Introduction

POEMS syndrome is rare plasma cell neoplasm named after its featured paraneoplastic constellations of polyneuropathy, organomegaly, endocrinopathy, monoclonal protein (M protein), and skin changes, and several other common clinical presentations including thrombocytosis, erythrocytosis, sclerotic bone lesions, Castleman disease (CD), papilledema, extravascular fluid overload (peripheral edema, ascites, pleural effusions), fatigue, and clubbing [1]. The diagnosis of POEMS is based on a composition of clinical and laboratory features. According to the criteria updated in 2017, the diagnosis of POEMS requires polyradiculoneuropathy and monoclonal plasma proliferating as two mandatory criteria, at least one of the major criteria (CD, elevated vascular endothelial growth factor (VEGF) level, and sclerotic bone lesion), and at least one of the minor criteria (organomegaly, extravascular volume overload, endocrinopathy, skin changes, papilledema, thrombocytosis/polycythemia) [2].

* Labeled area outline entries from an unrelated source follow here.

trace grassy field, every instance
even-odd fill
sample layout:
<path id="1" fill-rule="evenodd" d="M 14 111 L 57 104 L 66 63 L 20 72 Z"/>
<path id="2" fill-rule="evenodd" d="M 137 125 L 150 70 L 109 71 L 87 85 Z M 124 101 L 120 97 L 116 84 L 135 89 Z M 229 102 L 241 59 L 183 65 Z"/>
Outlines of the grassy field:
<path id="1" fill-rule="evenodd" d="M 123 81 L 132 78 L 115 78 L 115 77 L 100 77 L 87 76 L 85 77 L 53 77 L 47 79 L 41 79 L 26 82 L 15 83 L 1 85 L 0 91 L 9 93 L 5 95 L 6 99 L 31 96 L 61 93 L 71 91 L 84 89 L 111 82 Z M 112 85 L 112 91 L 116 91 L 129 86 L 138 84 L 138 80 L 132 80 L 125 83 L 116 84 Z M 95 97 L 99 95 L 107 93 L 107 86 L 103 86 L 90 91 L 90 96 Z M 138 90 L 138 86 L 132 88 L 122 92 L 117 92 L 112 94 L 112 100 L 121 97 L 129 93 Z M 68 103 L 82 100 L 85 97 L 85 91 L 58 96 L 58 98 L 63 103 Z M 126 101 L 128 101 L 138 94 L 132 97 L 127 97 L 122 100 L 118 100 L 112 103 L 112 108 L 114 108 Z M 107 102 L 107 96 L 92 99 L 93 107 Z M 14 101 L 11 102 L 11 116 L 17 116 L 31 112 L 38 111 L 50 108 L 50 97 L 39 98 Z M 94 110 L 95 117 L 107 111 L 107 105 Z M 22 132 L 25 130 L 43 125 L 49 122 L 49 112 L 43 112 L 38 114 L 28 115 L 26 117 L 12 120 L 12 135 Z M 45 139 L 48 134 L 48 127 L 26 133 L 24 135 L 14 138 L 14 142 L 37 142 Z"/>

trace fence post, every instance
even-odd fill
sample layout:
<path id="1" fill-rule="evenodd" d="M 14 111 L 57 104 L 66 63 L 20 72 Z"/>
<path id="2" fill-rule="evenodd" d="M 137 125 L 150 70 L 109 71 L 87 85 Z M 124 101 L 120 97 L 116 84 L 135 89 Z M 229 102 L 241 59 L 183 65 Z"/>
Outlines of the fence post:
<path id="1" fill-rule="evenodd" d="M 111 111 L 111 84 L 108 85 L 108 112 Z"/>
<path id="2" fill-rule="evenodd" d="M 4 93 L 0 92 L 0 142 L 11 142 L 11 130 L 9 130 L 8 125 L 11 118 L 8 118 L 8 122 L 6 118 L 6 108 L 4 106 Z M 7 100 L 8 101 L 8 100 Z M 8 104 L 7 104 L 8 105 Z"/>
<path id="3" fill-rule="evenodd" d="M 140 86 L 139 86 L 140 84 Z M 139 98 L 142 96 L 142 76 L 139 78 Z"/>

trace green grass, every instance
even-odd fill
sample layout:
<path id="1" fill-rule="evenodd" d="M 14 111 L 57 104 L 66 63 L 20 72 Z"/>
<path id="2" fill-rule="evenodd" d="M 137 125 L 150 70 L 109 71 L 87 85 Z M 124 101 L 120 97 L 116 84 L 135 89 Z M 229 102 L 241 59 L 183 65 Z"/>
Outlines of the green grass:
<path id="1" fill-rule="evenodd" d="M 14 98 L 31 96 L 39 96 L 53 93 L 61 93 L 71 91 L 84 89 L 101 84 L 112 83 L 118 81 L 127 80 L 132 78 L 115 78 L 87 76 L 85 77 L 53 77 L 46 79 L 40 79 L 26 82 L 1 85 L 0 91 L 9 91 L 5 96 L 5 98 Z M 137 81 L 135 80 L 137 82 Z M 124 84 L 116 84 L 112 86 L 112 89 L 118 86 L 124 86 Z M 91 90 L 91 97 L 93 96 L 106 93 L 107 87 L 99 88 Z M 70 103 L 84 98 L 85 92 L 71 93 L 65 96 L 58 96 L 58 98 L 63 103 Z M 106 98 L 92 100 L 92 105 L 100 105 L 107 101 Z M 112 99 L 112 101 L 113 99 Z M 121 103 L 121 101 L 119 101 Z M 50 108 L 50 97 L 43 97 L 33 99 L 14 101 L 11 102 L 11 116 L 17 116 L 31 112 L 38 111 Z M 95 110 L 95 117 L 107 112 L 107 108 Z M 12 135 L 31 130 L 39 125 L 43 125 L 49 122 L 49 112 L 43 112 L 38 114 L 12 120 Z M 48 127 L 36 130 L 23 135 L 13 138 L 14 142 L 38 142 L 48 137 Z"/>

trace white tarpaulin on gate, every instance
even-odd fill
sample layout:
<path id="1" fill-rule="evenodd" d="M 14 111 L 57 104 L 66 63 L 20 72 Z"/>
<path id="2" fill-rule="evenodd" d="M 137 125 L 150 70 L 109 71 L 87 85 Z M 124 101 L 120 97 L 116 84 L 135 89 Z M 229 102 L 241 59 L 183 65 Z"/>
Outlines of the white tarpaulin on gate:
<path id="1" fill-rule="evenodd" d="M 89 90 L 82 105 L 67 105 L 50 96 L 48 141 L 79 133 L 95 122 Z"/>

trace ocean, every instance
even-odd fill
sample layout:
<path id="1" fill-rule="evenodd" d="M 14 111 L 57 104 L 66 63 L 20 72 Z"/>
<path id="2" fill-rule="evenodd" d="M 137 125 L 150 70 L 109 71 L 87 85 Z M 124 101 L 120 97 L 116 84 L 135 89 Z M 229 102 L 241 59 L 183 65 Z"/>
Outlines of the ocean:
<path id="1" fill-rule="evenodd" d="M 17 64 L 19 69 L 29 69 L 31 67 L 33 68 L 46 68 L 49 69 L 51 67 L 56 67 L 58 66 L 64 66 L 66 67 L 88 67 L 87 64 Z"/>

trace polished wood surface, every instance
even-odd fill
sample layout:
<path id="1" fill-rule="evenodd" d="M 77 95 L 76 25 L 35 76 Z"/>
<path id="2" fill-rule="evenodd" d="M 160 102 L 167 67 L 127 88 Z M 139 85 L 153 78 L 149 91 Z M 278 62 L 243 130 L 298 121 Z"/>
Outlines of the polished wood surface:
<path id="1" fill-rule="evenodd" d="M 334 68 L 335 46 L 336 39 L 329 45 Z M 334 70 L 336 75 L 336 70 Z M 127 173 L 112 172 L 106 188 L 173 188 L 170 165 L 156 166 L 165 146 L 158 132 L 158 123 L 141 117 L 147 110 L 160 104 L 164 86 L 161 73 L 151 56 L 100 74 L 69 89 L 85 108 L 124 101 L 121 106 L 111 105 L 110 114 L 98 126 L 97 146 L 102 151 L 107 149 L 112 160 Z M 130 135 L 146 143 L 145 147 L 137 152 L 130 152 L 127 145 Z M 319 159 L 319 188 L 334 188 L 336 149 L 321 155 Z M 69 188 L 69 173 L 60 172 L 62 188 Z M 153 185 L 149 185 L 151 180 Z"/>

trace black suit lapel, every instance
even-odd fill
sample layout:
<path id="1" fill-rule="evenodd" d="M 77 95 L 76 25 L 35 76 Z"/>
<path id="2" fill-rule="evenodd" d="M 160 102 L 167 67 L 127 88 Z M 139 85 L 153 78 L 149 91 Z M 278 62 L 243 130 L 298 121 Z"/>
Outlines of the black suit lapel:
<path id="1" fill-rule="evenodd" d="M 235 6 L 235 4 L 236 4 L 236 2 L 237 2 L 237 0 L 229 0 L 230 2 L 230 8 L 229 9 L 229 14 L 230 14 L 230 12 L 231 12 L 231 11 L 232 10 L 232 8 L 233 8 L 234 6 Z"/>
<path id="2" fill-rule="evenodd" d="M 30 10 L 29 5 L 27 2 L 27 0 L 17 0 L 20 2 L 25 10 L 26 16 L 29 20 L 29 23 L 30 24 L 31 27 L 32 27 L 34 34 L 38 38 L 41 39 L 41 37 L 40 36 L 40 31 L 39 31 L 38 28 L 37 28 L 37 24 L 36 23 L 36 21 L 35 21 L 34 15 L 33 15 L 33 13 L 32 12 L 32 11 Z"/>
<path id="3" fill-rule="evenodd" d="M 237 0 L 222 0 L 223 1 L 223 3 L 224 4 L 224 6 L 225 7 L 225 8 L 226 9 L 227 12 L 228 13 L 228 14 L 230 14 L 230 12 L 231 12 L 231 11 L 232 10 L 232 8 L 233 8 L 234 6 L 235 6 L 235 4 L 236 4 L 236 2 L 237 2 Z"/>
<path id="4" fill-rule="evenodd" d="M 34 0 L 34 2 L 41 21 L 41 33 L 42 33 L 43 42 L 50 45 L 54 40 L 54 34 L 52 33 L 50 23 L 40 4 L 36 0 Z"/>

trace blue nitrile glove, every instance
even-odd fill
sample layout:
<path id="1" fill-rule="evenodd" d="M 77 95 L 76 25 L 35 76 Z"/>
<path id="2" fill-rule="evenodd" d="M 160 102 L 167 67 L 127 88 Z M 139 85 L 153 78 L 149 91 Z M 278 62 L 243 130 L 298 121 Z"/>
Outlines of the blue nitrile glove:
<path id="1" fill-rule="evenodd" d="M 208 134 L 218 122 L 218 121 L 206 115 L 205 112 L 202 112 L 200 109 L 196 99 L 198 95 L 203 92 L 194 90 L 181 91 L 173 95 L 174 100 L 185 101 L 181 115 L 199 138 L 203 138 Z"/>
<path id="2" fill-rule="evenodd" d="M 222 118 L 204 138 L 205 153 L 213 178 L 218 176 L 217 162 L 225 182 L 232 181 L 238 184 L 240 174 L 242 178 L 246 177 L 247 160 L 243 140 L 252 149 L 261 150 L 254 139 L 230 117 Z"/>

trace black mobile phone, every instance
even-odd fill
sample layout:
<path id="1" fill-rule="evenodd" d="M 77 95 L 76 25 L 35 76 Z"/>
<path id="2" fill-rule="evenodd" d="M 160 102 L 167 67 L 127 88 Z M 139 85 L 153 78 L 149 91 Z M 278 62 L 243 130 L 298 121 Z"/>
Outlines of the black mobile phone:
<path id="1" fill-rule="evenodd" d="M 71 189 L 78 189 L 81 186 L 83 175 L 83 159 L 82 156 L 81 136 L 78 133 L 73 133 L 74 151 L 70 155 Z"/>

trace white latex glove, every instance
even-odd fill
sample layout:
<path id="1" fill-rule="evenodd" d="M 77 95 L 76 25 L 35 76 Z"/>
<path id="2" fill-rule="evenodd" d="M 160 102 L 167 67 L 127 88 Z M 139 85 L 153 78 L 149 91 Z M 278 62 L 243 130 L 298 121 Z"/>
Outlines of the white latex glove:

Elevated levels of VEGF is a hallmark of POEMS syndrome. Studies have shown that plasma VEGF levels over 200 pg/mL has a specificity of 95% and a sensitivity of 68% in support of a diagnosis of POEMS syndrome [3]. Prior studies based on newly diagnosed patients with POEMS syndrome referred to our institute have shown a median level of serum VEGF of 3503 ng/L (range, 111–13,867 ng/L), markedly elevated in comparison to other plasma cell neoplasm or health controls, and a cutoff value of 1200 ng/L has a specificity of 90.2% and a sensitivity of 83.7% [4]. In addition, several studies failed to reach consensus on the prognostic value of VEGF level. A recent study by Zhao et al. conducted within a large cohort of 476 patients confirmed that VEGF response was strongly associated with hematological response in consideration of progression-free survival and overall survival rates and could serve as a potential surrogate end point in clinical researches [5].

This multisystem disorder is of high heterogeneity, and few variants of POEMS with no evidence of monoclonal gammopathy have been described, which further complicated the diagnosis in clinical practice [6,7,8,9]; however, previous reported variants of POEMS were limited by sample size, with no long-term outcome available.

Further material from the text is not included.